Depuis quelques années, le cinéma ibérique est fécond d’une production de films d’angoisse sur le thème de la confrontation entre monde des vivants et celui des morts. Mais bien plus que de s’attarder sur un filon sur exploité, les jeunes cinéastes qui s’y collent renouvellent ambitieusement le genre, dont le fleuron n’est autre que « Les autres » de Alejandro Amenabar.
Moins esthétique, intemporel et stylisé que ce dernier, « Fragile » s’ancre résolument dans notre univers quotidien où la peur repose sur la superstition masquant nos propres névroses. Et c’est là toute l’ambition du film.

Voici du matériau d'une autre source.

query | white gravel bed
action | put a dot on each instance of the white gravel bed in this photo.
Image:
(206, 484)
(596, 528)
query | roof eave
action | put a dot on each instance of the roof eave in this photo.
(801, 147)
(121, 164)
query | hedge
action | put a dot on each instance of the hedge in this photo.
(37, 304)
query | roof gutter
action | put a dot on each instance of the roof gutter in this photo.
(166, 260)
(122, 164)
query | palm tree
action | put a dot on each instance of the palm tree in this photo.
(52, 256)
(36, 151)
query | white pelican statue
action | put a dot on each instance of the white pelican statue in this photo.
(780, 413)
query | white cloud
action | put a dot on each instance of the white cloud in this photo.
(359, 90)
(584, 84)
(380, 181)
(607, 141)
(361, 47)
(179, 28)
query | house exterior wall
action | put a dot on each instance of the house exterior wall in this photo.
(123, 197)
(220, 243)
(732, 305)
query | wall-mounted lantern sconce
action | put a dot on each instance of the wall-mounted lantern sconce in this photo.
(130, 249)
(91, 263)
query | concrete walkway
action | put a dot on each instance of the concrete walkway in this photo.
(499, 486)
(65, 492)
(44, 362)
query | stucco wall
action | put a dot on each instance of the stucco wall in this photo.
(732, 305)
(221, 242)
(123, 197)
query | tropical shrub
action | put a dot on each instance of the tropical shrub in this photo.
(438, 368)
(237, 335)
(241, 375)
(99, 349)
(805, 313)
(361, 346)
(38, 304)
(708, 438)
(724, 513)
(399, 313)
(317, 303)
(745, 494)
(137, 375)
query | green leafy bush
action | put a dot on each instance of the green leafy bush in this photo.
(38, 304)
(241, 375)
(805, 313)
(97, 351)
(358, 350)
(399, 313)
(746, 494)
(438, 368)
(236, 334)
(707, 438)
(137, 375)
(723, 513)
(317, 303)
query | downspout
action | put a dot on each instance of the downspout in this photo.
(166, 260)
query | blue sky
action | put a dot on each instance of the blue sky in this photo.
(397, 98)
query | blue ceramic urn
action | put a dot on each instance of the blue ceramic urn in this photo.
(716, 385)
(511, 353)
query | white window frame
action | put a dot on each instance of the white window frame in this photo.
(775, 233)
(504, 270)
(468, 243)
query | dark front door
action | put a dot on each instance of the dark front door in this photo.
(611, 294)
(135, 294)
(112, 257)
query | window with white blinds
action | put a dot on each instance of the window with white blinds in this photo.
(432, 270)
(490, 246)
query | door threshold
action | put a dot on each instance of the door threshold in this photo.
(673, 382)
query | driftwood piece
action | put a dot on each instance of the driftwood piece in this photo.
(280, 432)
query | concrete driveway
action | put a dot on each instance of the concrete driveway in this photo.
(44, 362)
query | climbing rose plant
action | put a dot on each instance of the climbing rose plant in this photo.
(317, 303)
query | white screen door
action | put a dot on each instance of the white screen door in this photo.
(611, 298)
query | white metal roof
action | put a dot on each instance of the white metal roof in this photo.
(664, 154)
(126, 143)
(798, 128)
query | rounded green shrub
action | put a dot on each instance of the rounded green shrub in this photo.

Amy, l’infirmière de nuit échoue dans cet hôpital sinistre et délabré, comme un noyé qui veut sortir de l’eau : à bout de souffle, hystérique et moralement brisée. Plus réceptive à la mort qu’à la vie, elle se pose donc en victime idéale. Elle devra subir bien des épreuves pour revenir à la surface.
Et tout le scénario repose sur cet élément clé. Plus on avance plus elle trouve les forces de lutter face à un démon intérieur qui la ronge. L’angoisse est présente à chaque instant grâce à des cadrages tantôt très resserrés confinant les personnages dans ces lieux austères ou des plans larges teintés d’ombre et de lumière jouant sur les perspectives.
Les acteurs confèrent aussi au film des accents de transe. Calista Flockhart, très éloignée de son personnage d’Ally Mc Beal, nous joue une Amy à la Tippi Hedren des « Oiseaux » et se révèle parfaite. Quant à Yasmin Murphy dans le rôle de la petite Maggie, elle est surprenante et troublante.
Dire que ce film méritait l’excellent accueil que lui a réservé Gérardmer, il a eu quatre prix, n’est pas un vain mot. Par contre on s’explique mal qu’il ne soit pas sorti en salle, là où d’autre «nanars » du genre le sont. Une œuvre impressionnante à découvrir.